On a day-to-day basis, we examine the top-10 % overlap for GC–GSFC–NCAR–UCI models, using their own 5-day mean as the reference (Table S7). Cloud variations across the five days lead to overlaps for the top-10 % parcels ranging from 78 to 92 % at best. NCAR has similar self-overlaps for P-O3 but only 58 to 72 % for L-O3 and L-CH4, because the modeled T and q changes with each day in August and greatly reduces the overlap of the hot parcels. This further supports T and q as being important drivers of L-O3 and L-CH4. The use of 5-day calculations with varying cloud fields is essential in identifying the top reactive parcels.
We plot the modeled reactivity of individual model 5-day mean parcels in ascending order based on the sorted top-10 % parcels in the reference case (Fig. 7). Hence the reference case (black line) is a monotonically increasing curve; while the individual models produce a scattered distribution of points. As expected, the three models defining the reference case have some scatter but mostly overlap with the reference case. UCI is typically higher and GSFC is lower. For J-NO2 in these most reactive parcels, UCI is notably higher as is GISS, a result seen in the average profiles (Fig. 1), but it does not affect the reactivities. The mean bias of models relative to the reference case is also seen in Fig. 7 with the offset of the points.
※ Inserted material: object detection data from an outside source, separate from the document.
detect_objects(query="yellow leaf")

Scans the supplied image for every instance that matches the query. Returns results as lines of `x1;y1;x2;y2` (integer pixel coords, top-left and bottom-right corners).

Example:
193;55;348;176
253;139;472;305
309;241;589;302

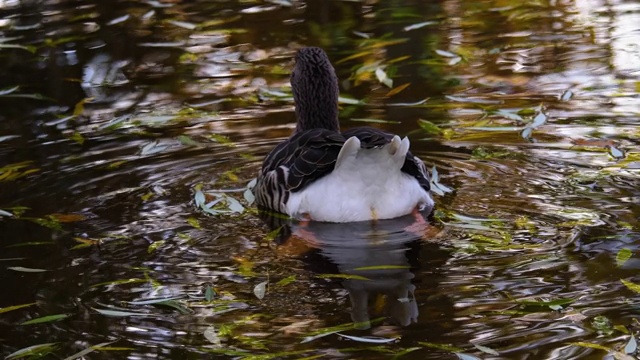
620;279;640;294
386;83;411;97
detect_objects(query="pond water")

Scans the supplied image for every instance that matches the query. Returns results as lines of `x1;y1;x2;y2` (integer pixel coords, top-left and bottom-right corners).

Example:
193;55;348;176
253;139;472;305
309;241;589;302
0;0;640;359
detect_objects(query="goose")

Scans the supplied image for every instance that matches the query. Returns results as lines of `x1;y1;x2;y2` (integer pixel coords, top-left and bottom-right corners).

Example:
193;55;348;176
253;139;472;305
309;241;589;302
254;47;434;223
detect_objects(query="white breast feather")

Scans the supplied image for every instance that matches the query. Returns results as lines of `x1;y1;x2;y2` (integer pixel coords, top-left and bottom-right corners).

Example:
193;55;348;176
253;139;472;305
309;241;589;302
286;136;433;222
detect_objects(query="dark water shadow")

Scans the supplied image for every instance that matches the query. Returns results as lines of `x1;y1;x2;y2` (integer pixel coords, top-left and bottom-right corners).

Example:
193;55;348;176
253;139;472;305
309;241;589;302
261;213;452;329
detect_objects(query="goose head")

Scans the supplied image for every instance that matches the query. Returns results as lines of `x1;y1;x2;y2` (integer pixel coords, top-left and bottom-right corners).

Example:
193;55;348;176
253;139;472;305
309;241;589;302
291;47;340;132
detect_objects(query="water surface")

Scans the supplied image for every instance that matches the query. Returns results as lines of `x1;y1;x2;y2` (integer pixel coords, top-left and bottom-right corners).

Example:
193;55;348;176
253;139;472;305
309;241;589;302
0;0;640;359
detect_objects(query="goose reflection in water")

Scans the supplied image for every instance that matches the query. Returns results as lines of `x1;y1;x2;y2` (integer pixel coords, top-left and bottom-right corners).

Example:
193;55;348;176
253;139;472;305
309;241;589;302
263;214;448;329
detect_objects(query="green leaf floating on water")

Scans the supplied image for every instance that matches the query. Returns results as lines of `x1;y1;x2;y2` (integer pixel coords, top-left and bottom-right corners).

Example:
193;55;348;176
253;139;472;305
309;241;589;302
620;279;640;294
616;248;632;267
19;314;71;325
0;303;36;314
4;343;58;360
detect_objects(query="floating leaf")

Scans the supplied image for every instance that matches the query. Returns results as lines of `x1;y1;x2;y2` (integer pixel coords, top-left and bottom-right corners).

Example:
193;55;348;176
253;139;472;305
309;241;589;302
376;68;393;88
430;166;453;196
403;21;438;31
253;281;267;300
0;303;36;314
49;214;87;223
436;49;460;58
337;333;399;344
5;343;58;360
350;118;400;124
63;341;115;360
208;325;222;347
147;240;166;254
560;89;573;101
418;119;442;135
73;97;94;116
187;217;202;229
472;344;500;356
616;248;632;267
0;209;13;217
353;265;411;271
167;20;198;30
276;275;296;286
607;145;624;160
140;140;168;155
385;83;411;97
624;334;638;354
107;14;131;26
7;266;47;272
242;189;256;205
0;86;20;96
177;135;203;147
300;330;342;344
529;110;549;129
620;279;640;294
454;353;482;360
520;126;533;140
204;284;217;301
93;308;151;317
152;299;193;315
316;274;371;281
18;314;71;325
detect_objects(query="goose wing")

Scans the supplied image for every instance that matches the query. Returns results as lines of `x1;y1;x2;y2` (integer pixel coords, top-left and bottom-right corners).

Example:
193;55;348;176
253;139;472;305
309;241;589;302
255;128;346;212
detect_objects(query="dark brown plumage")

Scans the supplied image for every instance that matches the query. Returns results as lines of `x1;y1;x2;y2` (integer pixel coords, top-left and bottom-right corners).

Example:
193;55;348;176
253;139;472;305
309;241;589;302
254;47;430;218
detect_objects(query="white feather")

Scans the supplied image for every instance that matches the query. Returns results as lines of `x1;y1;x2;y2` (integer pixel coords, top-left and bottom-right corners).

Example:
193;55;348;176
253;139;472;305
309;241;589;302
286;135;433;222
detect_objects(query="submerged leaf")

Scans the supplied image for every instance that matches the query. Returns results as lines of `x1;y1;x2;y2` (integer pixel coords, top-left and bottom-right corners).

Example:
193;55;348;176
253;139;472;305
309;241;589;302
560;89;573;101
7;266;47;272
403;21;438;31
616;248;632;267
337;333;399;344
0;303;36;314
385;83;411;97
93;308;152;317
204;284;217;301
454;353;482;360
208;325;222;347
624;334;638;354
5;343;58;360
620;279;640;294
18;314;71;325
63;341;114;360
472;344;500;356
253;281;267;300
607;145;624;160
376;68;393;88
418;119;442;135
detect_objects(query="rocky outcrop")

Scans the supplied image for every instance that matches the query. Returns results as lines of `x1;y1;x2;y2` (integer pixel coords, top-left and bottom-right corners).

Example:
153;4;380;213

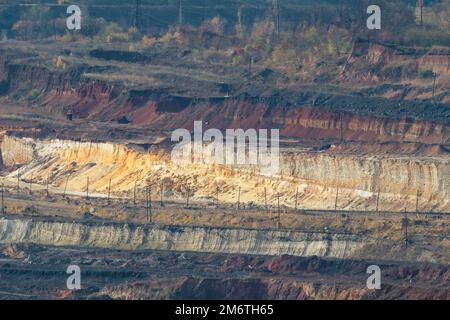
1;136;450;212
0;218;364;258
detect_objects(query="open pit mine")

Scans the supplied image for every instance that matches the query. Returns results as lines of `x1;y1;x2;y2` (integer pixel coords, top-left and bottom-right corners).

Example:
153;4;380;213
0;1;450;300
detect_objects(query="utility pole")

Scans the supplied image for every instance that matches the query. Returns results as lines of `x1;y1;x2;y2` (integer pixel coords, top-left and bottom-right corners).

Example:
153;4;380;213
295;187;298;211
133;180;137;205
277;192;281;229
178;0;183;29
272;0;280;40
47;175;50;198
108;178;111;204
134;0;141;31
416;0;424;26
2;183;5;215
375;188;380;212
63;175;70;198
86;177;89;200
145;186;150;223
403;208;409;248
237;4;244;36
237;187;241;210
216;185;219;209
159;182;164;208
431;72;437;104
334;187;339;211
264;187;268;211
416;190;419;214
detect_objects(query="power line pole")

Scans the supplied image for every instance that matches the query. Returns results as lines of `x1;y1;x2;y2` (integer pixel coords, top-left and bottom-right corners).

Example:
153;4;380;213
108;178;111;204
237;3;244;36
295;187;298;211
47;175;50;198
134;0;141;31
216;185;219;209
403;208;409;248
264;187;268;211
237;187;241;210
160;182;164;207
133;180;137;205
334;187;339;211
375;188;380;212
272;0;280;39
2;183;5;215
178;0;183;29
277;192;281;229
416;190;419;214
416;0;424;26
86;177;89;200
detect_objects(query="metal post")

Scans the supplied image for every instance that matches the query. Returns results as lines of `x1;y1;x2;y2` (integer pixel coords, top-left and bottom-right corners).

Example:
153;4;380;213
148;186;153;223
295;187;298;211
264;187;268;211
86;177;89;200
63;175;70;198
237;187;241;210
403;208;409;248
108;178;111;204
2;183;5;215
133;181;137;205
375;188;380;212
47;176;50;198
334;187;339;211
216;185;219;209
416;190;419;213
277;192;281;229
160;182;164;207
The results here are similar to what has been identified earlier: GISS has unusual offsets for all reactivities and J-O1D; agreement for P-O3 is much better than for L-O3 and L-CH4; four models show the upward curve matching the top-1 % parcels; for L-O3 and L-CH4, GFDL-NCAR have a flat scatter of points and miss the upward curve because they reset the q of the data stream. Day-to-day scatter for the top-10 % (defined by the 5-day mean) is tested with the UCI model in Fig. S6. This one-model synoptic cloud variability has similar scatter to that seen for the more central models (Fig. 7) including the rapid increase in L-O3 at the top-1 % and the much greater scatter in J-NO2. The year-to-year variability in the top-10 % parcels is shown (Fig. S7) for the UCI model with year 2016 as the reference case (solid line) and years 1997 and 2015 as separate models. The patterns of scatter here are similar to but less than the day-to-day (Fig. S6), again showing the importance of 5-day averages, and identifying the lower limit of scatter at which this diagnostic can discern differences in model chemistry. Overall, the top-10 % J-O1D parcels (all in uppermost troposphere) have better agreement than the top-10 % J-NO2 which are more sensitive to clouds.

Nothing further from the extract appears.